Interface code: 1230707

Performing Laboratory

Mayo Clinic Laboratories in Rochester

Useful For

Aids in the diagnosis of amebic keratitis in conjunction with clinical findings

Specimen Type

Varies


Ordering Guidance


Although verification experiments did not detect Acanthamoeba species DNA in contact lenses from asymptomatic adults, it is possible that the polymerase chain reaction (PCR) may detect asymptomatic colonization/contamination and, therefore, testing should not be performed on asymptomatic individuals.



Necessary Information


Specimen source is required.



Specimen Required


The preferred specimen for this test is corneal scraping or biopsy.

 

Submit only 1 of the following specimens:

 

Specimen Type: Tissue, fresh

Sources: Ocular

Container/Tube: Sterile container

Specimen Volume: 5-10 mm

Collection Instructions: Submit tissue in a sterile container with 1 mL of sterile saline, minimal essential media (MEM), or viral transport media.

 

Preferred Paraffin-embedded tissue block:

Supplies: Tissue Block Container (T553)

Specimen Type: Formalin-fixed, paraffin-embedded tissue block (FFPE)

Sources: Ocular

Container/Tube: Tissue block

Collection Instructions: Submit a FFPE tissue block to be cut and returned.

 

Acceptable Paraffin-embedded tissue block:

Specimen Type: Formalin-fixed, paraffin-embedded tissue block (FFPE)

Sources: Ocular

Container/Tube: Sterile container for each individual cut section (scroll).
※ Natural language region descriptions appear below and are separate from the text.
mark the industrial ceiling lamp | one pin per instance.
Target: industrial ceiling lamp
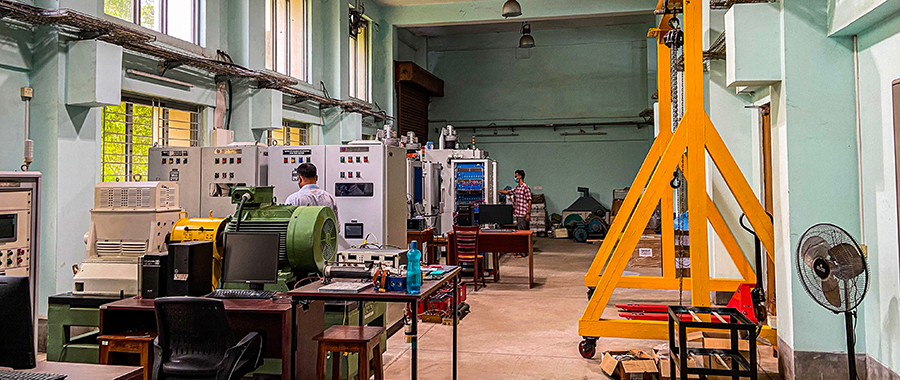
(512, 9)
(527, 41)
(357, 21)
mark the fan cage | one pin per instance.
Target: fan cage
(849, 270)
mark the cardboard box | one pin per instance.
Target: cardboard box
(643, 367)
(665, 374)
(648, 253)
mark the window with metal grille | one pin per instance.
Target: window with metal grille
(177, 18)
(132, 127)
(290, 133)
(287, 37)
(359, 59)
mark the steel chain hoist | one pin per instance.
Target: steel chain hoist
(674, 39)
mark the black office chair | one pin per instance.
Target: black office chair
(195, 342)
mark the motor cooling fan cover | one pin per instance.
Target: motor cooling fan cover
(831, 267)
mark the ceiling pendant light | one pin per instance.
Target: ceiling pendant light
(512, 9)
(526, 41)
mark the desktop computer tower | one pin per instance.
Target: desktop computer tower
(154, 269)
(190, 272)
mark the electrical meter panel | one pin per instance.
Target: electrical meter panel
(15, 232)
(474, 183)
(19, 229)
(223, 169)
(369, 182)
(283, 163)
(180, 165)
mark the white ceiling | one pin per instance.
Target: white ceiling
(425, 2)
(513, 25)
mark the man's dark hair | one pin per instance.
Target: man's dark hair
(307, 170)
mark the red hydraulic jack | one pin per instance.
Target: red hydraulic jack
(741, 300)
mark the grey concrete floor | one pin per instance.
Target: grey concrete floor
(518, 333)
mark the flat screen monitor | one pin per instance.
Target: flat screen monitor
(495, 214)
(17, 334)
(251, 257)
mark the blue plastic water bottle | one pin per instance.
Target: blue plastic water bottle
(413, 269)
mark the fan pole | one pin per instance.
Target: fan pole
(851, 344)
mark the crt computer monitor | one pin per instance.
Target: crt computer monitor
(251, 258)
(495, 214)
(17, 333)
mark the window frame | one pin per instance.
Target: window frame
(354, 60)
(272, 56)
(160, 133)
(196, 8)
(286, 131)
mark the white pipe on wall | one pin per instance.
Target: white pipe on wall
(862, 219)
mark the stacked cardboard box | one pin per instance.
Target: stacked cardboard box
(538, 215)
(629, 365)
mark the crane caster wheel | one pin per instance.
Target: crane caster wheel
(587, 348)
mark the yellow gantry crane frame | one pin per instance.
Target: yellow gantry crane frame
(694, 136)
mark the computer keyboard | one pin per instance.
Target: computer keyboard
(241, 294)
(498, 230)
(19, 375)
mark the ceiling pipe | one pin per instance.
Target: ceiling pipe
(512, 9)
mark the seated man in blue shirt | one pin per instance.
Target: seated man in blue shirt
(310, 194)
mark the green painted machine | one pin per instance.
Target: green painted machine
(308, 239)
(308, 233)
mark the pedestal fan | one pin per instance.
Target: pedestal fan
(835, 274)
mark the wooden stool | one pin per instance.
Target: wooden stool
(339, 338)
(130, 343)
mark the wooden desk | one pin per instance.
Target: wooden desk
(500, 242)
(137, 342)
(78, 371)
(311, 292)
(244, 316)
(423, 237)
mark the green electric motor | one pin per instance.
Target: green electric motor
(308, 233)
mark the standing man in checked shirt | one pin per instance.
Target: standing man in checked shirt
(521, 201)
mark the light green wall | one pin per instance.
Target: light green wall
(821, 162)
(849, 17)
(878, 48)
(572, 75)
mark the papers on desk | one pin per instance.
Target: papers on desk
(345, 287)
Collection Instructions: Perform microtomy and prepare five separate 10-micron sections. Each section (scroll) must be placed in a separate sterile container for submission.

 

Specimen Type: Scrapings, swabs

Sources: Eye, ocular, cornea

Container/Tube: Sterile container

Specimen Volume: 1 mL

Collection Instructions:

1. Collect corneal scrapings using a scalpel or other sharp device to remove the outer layer of cells from the eye.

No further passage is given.